Senator CLARK. Why do you say that? Are not these three ex officio members in the Administration merely like a board of directors? Why should they be eliminated?

Mr. BURGER. Senator Clark, representing the federation I have lived with the Small Business Administration from its inception. My first experience with regard to the Policy Board was on a return from a nationwide trip to our head office at Burlingame, Calif. I visited the regional offices of the Small Business Administration at San Francisco, Los Angeles, Minneapolis, and Kansas City. When I came back to Washington on or about October 23, 1953, I found a serious situation in the administration of the act as it would apply to small business. It resulted in a conference with the then Administrator, Mr. Mitchell, and his deputies, and his counsel. The conference lasted some 2 hours, at which time Mr. Mitchell recommended a joint conference be held with the Secretary of the Treasury and the Secretary of Commerce, the Administrator and myself. We went into conference on October 26, 1953, and from that point on the whole application of the act was changed with respect to all small business of the Nation, because up until that time you had to be an

essential war business before you could get qualified for a Small Business Administration loan. At the same time at Kansas City we found a situation there where the grain storage people came in for loans. Their loans were refused, but nevertheless they were assured an income from the Department of Agriculture.

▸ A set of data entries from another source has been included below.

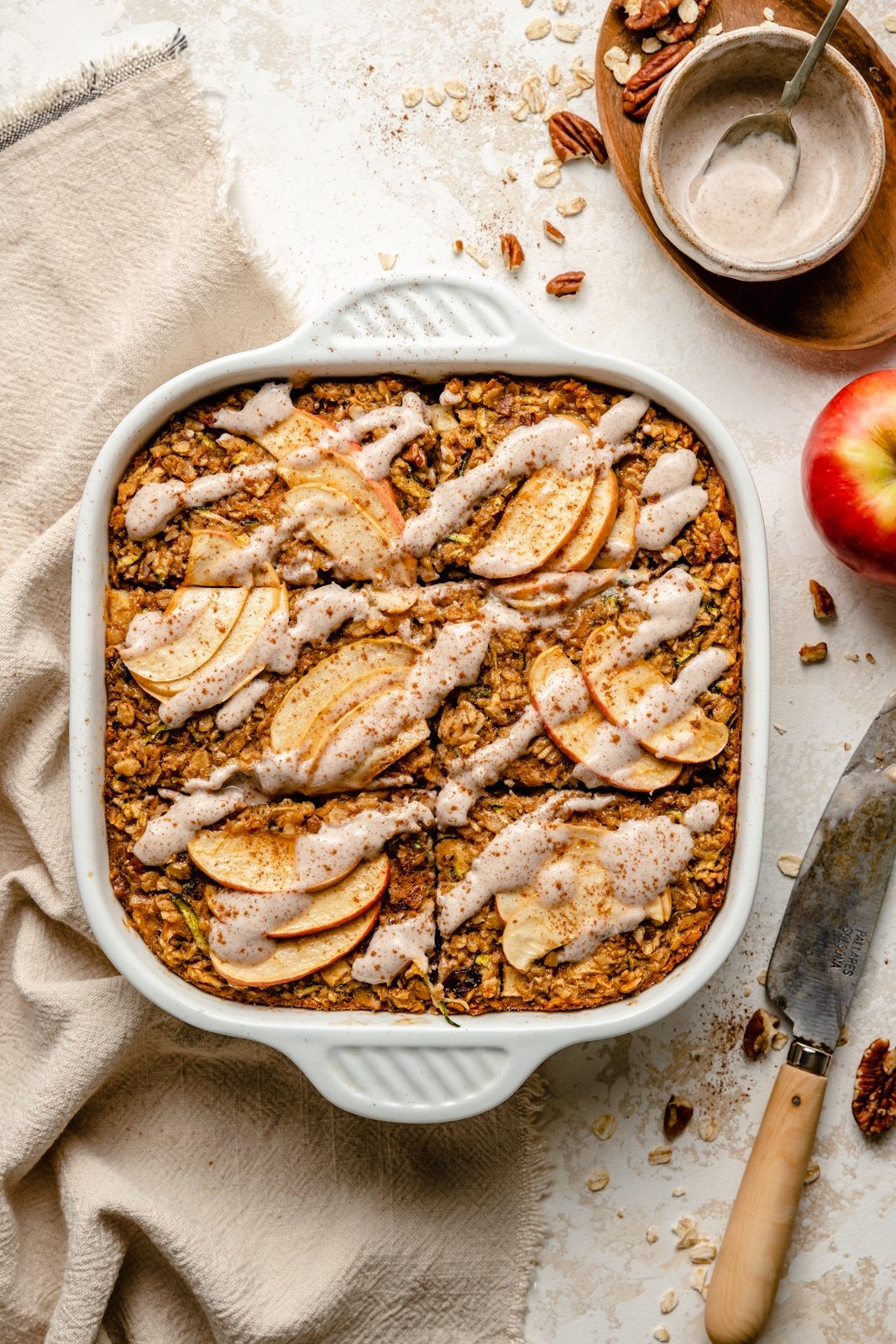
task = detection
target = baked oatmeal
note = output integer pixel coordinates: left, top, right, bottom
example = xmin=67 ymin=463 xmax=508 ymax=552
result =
xmin=106 ymin=375 xmax=740 ymax=1015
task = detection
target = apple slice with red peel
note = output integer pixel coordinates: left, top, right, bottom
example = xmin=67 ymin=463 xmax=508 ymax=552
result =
xmin=277 ymin=452 xmax=405 ymax=536
xmin=254 ymin=407 xmax=346 ymax=461
xmin=270 ymin=640 xmax=417 ymax=751
xmin=470 ymin=466 xmax=594 ymax=580
xmin=529 ymin=647 xmax=681 ymax=793
xmin=211 ymin=900 xmax=380 ymax=990
xmin=592 ymin=495 xmax=641 ymax=571
xmin=184 ymin=528 xmax=280 ymax=587
xmin=547 ymin=468 xmax=619 ymax=570
xmin=186 ymin=831 xmax=296 ymax=892
xmin=121 ymin=587 xmax=251 ymax=690
xmin=267 ymin=853 xmax=390 ymax=938
xmin=284 ymin=486 xmax=417 ymax=585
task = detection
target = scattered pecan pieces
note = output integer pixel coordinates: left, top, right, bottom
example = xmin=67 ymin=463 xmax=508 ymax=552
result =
xmin=663 ymin=1097 xmax=693 ymax=1138
xmin=622 ymin=42 xmax=693 ymax=121
xmin=809 ymin=580 xmax=837 ymax=621
xmin=544 ymin=270 xmax=584 ymax=298
xmin=548 ymin=112 xmax=607 ymax=164
xmin=744 ymin=1008 xmax=778 ymax=1059
xmin=853 ymin=1039 xmax=896 ymax=1134
xmin=625 ymin=0 xmax=677 ymax=32
xmin=799 ymin=640 xmax=827 ymax=663
xmin=501 ymin=234 xmax=525 ymax=270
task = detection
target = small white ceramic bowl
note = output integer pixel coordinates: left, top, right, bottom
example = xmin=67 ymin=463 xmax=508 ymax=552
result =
xmin=641 ymin=25 xmax=885 ymax=281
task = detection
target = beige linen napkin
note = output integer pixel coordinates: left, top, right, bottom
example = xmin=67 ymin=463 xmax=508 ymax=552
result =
xmin=0 ymin=39 xmax=542 ymax=1344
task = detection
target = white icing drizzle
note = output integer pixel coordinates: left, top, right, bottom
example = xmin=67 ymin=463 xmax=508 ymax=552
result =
xmin=133 ymin=785 xmax=266 ymax=867
xmin=636 ymin=448 xmax=708 ymax=551
xmin=125 ymin=462 xmax=277 ymax=542
xmin=212 ymin=383 xmax=294 ymax=438
xmin=208 ymin=801 xmax=432 ymax=965
xmin=352 ymin=900 xmax=435 ymax=985
xmin=435 ymin=706 xmax=542 ymax=829
xmin=215 ymin=676 xmax=270 ymax=732
xmin=403 ymin=415 xmax=605 ymax=556
xmin=119 ymin=593 xmax=208 ymax=660
xmin=437 ymin=793 xmax=610 ymax=937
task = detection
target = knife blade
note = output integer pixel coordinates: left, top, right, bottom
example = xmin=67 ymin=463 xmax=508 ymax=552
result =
xmin=704 ymin=692 xmax=896 ymax=1344
xmin=766 ymin=692 xmax=896 ymax=1053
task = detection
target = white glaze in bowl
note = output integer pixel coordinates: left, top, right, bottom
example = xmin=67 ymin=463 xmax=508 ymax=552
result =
xmin=641 ymin=27 xmax=885 ymax=281
xmin=70 ymin=276 xmax=770 ymax=1124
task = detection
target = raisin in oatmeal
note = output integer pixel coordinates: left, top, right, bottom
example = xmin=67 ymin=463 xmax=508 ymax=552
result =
xmin=106 ymin=375 xmax=740 ymax=1013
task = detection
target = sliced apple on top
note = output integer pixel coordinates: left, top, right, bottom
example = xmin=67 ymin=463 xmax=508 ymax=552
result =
xmin=186 ymin=831 xmax=296 ymax=892
xmin=529 ymin=645 xmax=681 ymax=793
xmin=211 ymin=902 xmax=380 ymax=990
xmin=548 ymin=468 xmax=619 ymax=570
xmin=270 ymin=640 xmax=417 ymax=751
xmin=284 ymin=486 xmax=417 ymax=583
xmin=254 ymin=407 xmax=348 ymax=461
xmin=470 ymin=466 xmax=594 ymax=580
xmin=121 ymin=587 xmax=251 ymax=690
xmin=184 ymin=528 xmax=280 ymax=587
xmin=582 ymin=627 xmax=732 ymax=764
xmin=277 ymin=453 xmax=405 ymax=536
xmin=267 ymin=853 xmax=390 ymax=938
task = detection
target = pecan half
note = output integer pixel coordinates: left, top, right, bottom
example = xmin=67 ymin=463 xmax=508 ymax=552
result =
xmin=853 ymin=1039 xmax=896 ymax=1134
xmin=622 ymin=42 xmax=693 ymax=121
xmin=657 ymin=0 xmax=710 ymax=42
xmin=548 ymin=112 xmax=607 ymax=164
xmin=544 ymin=270 xmax=584 ymax=298
xmin=663 ymin=1097 xmax=693 ymax=1138
xmin=809 ymin=580 xmax=837 ymax=621
xmin=623 ymin=0 xmax=679 ymax=32
xmin=501 ymin=234 xmax=525 ymax=270
xmin=744 ymin=1008 xmax=778 ymax=1059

I brought that up at the conference with the Treasury Department, the Commerce Department, and the Administrator.

Further answering your question, Senator Clark, we believe, with no disrespect to the Treasury Department or the Commerce Department, that we do not believe they have the common understanding of small business.

Senator CLARK. I wonder, Mr. Burger, if it could be true that that is the fault of the particular individuals who happened to be occupying those positions, rather than an administrative deficiency in the setup of the act?

Mr. BURGER. That I cannot say.

Senator CLARK. In other words, as Senator Capehart argued a little while ago, do you not need this board of directors? If you do not like the directors it is an easy thing to change that, but do you not need the directors? Maybe it is not so easy.

Mr. BURGER. Senator Clark, I have spent better than 50 years of my business life in small business. I have a fair knowledge of the operations of big business. I heard a very high-type financial man within the past 2 or 3 weeks, one of the old guard, in New York, say that when it came to directors of banks-and this is his view and not mine, and he is a very, very successful financial man-he maintains that no director of a corporation should be permitted to become a director of a bank; no officer of a corporation.

Senator CLARK. How does this relate to this Policy Board? Can we get back to that?

Senator CAPEHART. Will the gentleman yield?

You used this Mitchell example. There is not any question that you and your organization did a lot in the early days of the Small Business Administration to help them in formulating their policies and their programs, because the whole thing was new, and the Korean war was going on, and someone had to do it. You and your organization did a splendid job, I think, in assisting them. But once they started to stretch their legs and got the process working out, has it not worked well since then?

I agree with you it ought to be on a permanent basis. Either that, or we ought to extend it for 5 years, or something of that sort. I do not like this year-to-year extension, or every 2 years. I agree with you on the policy. At least it should be every 5 years, or every 10 years. I have nothing against the policy, but do you not think it has been working fairly well?

Mr. BURGER. Senator Capehart, let me answer both your question and Senator Clark's. There was a statement made very recently, within the past 30 days, quoted in the press, by the Under Secretary of Commerce, or the Assistant Secretary of Commerce. He charged or stated, as it was told in the press that one of the contributing reasons for the failure of small business was the lack of managerial experience. We have heard that and we are wondering whether that theme or that thought goes down to the Policy Board in setting the overall policy.